The Italian timber Doll Chairs manufactured by Billiani and imported by Insitu provides a connection with the bamboo veneer cladding the ‘lantern’, which picks up the shape of the partial hexagonal atrium. Made from Leto Bamboo’s ‘Strand Woven’, this ‘lantern’ is further transformed with the inclusion of Solar Yellow Perspex by Mitchell Plastics, and mirror veneers. The ‘lantern’ has been designed as a kaleidoscope of light and colour, with the passing light of the day coming through and bouncing off the lantern surfaces, so that when visitors look up at it, they can either see through it, or see their own reflections. 

Knauf's Cleaneo plasterboard in an Alternating Circular Pattern forms the bulk of the library’s acoustic treatment, which project architect Joshua Wheeler says is possibly the biggest installation of the product in Victoria, if not Australia. Here, the plasterboard’s perforations recall the perforated metal canopies featured externally, as do the Dressed Spotted Gum by Woodform Architectural. Woven Image's Echopanels in Black were also used in the internal ceilings and walls to improve the building’s acoustic performance.

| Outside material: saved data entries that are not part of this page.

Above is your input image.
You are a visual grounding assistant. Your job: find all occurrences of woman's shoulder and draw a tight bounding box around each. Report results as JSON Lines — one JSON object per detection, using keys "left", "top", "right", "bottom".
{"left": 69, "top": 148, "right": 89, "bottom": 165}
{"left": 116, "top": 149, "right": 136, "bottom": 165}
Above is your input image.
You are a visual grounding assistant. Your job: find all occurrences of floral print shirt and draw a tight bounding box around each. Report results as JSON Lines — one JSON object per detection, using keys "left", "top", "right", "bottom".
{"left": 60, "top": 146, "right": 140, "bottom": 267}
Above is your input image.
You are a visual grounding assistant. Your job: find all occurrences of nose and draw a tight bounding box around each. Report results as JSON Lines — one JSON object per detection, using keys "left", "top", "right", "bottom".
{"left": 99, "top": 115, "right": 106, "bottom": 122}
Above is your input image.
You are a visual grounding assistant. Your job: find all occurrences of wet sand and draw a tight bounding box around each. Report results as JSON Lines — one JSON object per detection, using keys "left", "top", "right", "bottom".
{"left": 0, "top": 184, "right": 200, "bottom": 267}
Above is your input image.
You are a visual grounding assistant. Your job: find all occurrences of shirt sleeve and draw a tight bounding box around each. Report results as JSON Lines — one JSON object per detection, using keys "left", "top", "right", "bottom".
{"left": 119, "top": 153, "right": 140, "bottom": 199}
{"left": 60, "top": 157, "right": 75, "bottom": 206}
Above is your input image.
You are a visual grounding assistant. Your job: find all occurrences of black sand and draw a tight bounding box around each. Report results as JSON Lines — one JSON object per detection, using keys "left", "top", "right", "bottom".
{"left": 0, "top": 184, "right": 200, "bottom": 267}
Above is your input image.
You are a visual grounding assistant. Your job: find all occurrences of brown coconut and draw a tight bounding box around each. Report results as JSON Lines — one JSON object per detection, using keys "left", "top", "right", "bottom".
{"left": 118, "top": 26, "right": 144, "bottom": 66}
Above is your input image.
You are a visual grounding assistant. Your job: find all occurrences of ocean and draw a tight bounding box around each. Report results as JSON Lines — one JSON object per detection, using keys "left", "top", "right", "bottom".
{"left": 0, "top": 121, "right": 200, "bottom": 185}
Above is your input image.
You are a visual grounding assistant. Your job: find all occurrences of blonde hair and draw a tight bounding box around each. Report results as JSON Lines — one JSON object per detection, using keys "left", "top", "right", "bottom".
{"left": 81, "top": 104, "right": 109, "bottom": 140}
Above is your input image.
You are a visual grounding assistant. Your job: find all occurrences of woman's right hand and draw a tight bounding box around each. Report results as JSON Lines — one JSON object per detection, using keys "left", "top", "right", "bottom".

Despite the span of activities encompassed within the library, from a café, lounge, and theatre, to study and meeting areas, reading rooms and offices, the repeated use of linchpin elements successfully brings all these spaces together. In addition to the considered and consistent colour selections, timbers and perforated patterns, Kingfisher bookshelves, Whitecliffe Imports Carpet Tiles and Forbo’s Marmoleum ‘Real’ resilient flooring in Blue and Chartreuse are some of the other products that allow the 4,000sqm library to be read as a grand house with civic aspirations and many rooms for all.